Implement multiprocessing speedup for `suggest` in absence of python-Levenshtein

bskinn commented 3 years ago

NOTE: With the deprecation of the python-Levenshtein speedup for the suggest functionality (see #211 & #218), identifying other methods to increase performance is a priority. This multi-processing based approach is the best one I've thought of so far. If anyone has another suggestion, please open a new issue to discuss it.

Very early POC on suggest-multiproc branch.

Suggests some speedup possible, but not a slam-dunk whether it's worth it given the sub-2s processing times for most inventories. Properly exploiting difflib.SequenceMatcher's caching behavior may change this, however.

For comparison, python-Levenshtein is a better speedup for less internal complexity, and doesn't appear to benefit at all from multiproc.

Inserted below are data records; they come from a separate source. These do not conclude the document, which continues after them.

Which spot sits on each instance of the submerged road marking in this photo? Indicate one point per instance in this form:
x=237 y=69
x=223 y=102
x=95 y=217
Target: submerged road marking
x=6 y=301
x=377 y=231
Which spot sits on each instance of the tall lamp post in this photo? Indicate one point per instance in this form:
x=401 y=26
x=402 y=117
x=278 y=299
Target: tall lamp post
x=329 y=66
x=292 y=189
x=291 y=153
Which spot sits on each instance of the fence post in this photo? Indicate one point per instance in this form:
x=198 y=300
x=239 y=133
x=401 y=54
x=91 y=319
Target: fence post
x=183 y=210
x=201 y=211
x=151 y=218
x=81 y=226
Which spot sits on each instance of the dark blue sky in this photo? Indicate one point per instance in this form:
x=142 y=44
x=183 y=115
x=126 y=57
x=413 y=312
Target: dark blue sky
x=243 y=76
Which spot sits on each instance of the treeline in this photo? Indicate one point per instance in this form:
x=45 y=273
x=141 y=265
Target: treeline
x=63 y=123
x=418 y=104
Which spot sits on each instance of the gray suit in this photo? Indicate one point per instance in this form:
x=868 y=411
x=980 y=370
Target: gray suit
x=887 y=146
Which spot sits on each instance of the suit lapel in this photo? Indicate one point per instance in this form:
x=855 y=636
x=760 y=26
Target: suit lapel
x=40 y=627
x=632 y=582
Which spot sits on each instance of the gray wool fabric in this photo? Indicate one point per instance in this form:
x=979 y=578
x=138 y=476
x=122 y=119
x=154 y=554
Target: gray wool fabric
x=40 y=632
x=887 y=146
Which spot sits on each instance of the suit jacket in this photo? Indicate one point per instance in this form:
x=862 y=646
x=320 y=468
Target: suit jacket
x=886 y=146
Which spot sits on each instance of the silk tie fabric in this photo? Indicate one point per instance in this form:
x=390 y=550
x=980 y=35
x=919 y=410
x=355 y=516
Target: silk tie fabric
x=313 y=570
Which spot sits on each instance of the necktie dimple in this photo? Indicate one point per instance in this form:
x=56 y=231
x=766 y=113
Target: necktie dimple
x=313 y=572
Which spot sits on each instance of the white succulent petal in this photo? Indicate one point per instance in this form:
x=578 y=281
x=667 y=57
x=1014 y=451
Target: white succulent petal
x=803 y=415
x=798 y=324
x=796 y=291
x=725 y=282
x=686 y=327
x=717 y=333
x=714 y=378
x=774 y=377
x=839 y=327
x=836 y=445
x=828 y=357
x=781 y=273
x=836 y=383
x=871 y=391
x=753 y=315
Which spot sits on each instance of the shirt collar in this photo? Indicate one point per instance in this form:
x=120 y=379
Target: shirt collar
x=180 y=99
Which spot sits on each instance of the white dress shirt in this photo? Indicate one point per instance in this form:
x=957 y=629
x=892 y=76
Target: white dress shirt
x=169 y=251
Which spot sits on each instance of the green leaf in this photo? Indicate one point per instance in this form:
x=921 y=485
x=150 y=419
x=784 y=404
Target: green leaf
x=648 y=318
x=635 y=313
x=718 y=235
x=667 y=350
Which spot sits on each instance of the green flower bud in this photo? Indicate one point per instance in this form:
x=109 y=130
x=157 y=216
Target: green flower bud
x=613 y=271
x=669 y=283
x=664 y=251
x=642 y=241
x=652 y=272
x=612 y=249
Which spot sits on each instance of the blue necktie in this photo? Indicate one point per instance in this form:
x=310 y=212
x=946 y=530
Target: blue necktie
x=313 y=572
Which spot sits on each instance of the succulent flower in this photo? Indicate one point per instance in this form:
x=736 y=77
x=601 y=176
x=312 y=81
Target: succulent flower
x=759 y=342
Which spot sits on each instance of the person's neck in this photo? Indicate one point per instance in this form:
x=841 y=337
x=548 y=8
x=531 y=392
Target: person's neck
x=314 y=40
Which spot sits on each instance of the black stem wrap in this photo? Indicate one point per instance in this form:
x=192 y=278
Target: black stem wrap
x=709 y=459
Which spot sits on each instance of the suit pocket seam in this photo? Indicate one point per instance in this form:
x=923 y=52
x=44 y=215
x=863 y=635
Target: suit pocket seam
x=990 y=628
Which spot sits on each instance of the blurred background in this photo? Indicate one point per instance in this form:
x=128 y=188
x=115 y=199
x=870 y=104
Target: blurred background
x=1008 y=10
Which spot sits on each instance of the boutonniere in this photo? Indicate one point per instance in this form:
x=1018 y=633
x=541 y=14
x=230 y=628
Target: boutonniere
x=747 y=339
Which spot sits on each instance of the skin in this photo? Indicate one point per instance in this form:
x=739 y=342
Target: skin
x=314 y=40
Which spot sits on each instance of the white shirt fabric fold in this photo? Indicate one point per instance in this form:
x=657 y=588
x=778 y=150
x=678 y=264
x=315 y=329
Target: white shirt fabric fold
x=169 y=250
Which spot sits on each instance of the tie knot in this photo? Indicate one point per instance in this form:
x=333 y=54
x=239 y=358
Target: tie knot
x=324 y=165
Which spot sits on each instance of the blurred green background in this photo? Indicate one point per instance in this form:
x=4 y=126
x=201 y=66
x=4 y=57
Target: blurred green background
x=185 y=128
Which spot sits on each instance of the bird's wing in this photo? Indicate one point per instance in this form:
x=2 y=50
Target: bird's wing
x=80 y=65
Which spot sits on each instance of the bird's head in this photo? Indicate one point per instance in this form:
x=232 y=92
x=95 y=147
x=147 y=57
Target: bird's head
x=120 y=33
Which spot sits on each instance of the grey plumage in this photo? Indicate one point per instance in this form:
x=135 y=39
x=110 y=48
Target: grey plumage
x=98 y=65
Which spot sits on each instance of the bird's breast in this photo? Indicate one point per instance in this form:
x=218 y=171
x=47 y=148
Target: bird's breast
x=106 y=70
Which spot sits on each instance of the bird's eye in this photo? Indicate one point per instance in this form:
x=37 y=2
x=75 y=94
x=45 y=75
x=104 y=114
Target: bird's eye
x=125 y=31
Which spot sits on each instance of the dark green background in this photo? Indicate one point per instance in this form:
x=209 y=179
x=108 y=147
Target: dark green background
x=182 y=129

Latitude laptop (4 cores), yt (17420 objects)

Quick, rough timing:

>>> import sphobjinv as soi
>>> import timeit
>>> timeit.timeit("soi.Inventory('tests/resource/objects_yt.inv').suggest('ndarray')", globals=globals(), number=1)

NO mp,      WITH lev:  2.177 s
WITH mp(4), WITH lev:  2.396 s
WITH mp(6), WITH lev:  2.355 s

NO mp,      NO lev:   11.795 s
WITH mp(2), NO lev:   10.361 s
WITH mp(3), NO lev:    8.471 s
WITH mp(4), NO lev:    7.583 s (~35% speedup)
WITH mp(5), NO lev:    7.399 s (oversubscribed)
WITH mp(6), NO lev:    8.372 s (oversubscribed)

Notes

Probably can switch to pool.map(), without the context manager
Looks like using multiprocessing.cpu_count() would be a reasonable default pool size
Want user to be able to set max of process count (probably refuse to oversubscribe??)
- API -- arg to Inventory.suggest(), likely
- CLI -- new parameter for suggest subparser
If nproc == 1 then skip multiprocessing entirely
Probably need to check at sphobjinv import-time whether multiprocessing is available
- Doing that in a way that doesn't further slow down the import time may be tricky
Per the difflib docs, implementing a bespoke scoring function directly with difflib.SequenceMatcher may allow significant speed gains, due to the ability to cache the suggest search term
For v2.3, perhaps keep the current single-process fuzzywuzzy method as the default, but implement with a feature flag to switch to the mp-accelerated version?
A naive, direct use of difflib.SequenceMatcher does not give good suggestions for some searches (e.g., "dataobj" in the sphobjinv inventory), compared to the default, WRatio-based partial-matcher in fuzzywuzzy
- Going to want to port this fuzzywuzzy method directly into the codebase, adapted to allow for multiprocess, I think.